What is this Moth?
Thu, Mar 19, 2009 at 2:29 PM
this moth was hanging on the window screen of our house from about 7am when i first noticed it, and was there all day and disappeared sometime in the night after 11pm. it was almost 5 inches wide (as seen in the picture) and very rusty/red. we live about an hours drive south of San Fransisco, California, and about a 30 minute drive from the beach. our house is in the Santa Cruz mountains, about 600ft elevation. this is easily the biggest and most colorful moth I’ve seen (although I’m only 17 and havent seen much) and i would love to know what it is
Will Lawton
Redwood Forest, in the mountains, near the ocean
Dear Will,
Congratulations on your sighting of a Ceanothus Silk Moth, Hyalophora euryalus, one of the Giant Silk Moths. It is wonderful that you included both and open winged and closed winged shot and also that your included a ruler. All of this will assist our West Coast readers who should begin sighting this moth now that spring is approaching. According to BugGuide: “adults fly from January to July, depending on altitude, latitude, and seasonal variation” and the species ranges from “British Columbia to western Montana, south through west coast states to Baja California. In California, found mostly west of the Sierras. Habitat coastal areas, chaparral, intermontane valleys, conifer forests.” The caterpillars feed on a variety of leaves including the California lilac or Ceanothus. Adults do not feed.
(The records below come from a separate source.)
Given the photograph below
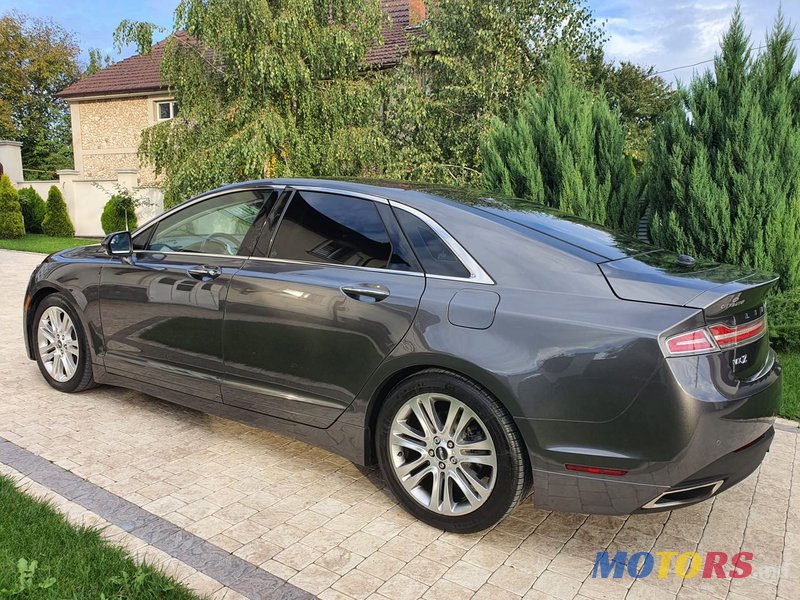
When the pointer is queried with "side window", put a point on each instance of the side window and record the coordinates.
(331, 228)
(434, 255)
(214, 226)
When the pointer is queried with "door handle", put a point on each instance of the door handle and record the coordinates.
(366, 292)
(204, 272)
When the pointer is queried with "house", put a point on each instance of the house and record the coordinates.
(110, 109)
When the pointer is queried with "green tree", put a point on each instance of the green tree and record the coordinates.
(564, 148)
(723, 179)
(119, 214)
(33, 209)
(266, 88)
(472, 62)
(641, 97)
(37, 59)
(97, 62)
(11, 223)
(56, 221)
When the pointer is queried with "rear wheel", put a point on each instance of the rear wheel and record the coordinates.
(450, 452)
(62, 352)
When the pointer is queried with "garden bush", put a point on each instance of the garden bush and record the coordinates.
(33, 209)
(783, 312)
(119, 214)
(11, 222)
(56, 221)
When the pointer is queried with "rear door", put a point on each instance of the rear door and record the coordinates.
(331, 289)
(162, 308)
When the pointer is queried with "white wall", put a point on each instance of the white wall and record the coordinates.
(85, 198)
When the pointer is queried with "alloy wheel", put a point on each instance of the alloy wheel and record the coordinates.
(443, 454)
(57, 340)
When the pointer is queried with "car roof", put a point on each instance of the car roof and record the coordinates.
(580, 233)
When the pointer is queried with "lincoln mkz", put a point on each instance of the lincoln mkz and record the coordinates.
(474, 347)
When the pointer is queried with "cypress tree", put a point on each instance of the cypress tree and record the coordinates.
(33, 209)
(564, 148)
(56, 220)
(11, 223)
(724, 176)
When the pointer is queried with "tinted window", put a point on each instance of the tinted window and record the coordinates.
(214, 226)
(332, 229)
(434, 255)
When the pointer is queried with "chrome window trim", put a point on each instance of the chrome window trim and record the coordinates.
(280, 260)
(477, 273)
(210, 196)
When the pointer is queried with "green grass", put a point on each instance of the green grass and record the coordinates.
(70, 563)
(790, 402)
(38, 242)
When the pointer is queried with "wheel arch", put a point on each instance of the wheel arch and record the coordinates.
(36, 298)
(386, 381)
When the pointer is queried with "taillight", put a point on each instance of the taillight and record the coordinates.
(691, 342)
(727, 337)
(716, 337)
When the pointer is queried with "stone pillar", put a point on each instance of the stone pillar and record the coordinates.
(66, 181)
(11, 159)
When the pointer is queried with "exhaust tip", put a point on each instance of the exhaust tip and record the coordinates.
(682, 496)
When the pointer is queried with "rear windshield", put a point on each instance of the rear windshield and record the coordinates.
(600, 240)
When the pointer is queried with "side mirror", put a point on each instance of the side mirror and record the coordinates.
(118, 244)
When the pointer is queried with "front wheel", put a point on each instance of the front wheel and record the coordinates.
(62, 352)
(450, 452)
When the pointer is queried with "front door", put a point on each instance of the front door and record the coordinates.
(162, 309)
(333, 291)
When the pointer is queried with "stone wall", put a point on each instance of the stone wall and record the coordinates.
(106, 135)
I found an injured ceanothus silk moth on February 19. His right wing is limp. I put him in a sheltered outdoor plant. Is there anything I can do for it?! I read that the moth doesn’t need to eat. Do I just wait for him to die? What do you think is the most humane thing to do?
Sherry
If the moth is a female, she may still be able to mate despite the injury. We are in favor of letting nature takes its course.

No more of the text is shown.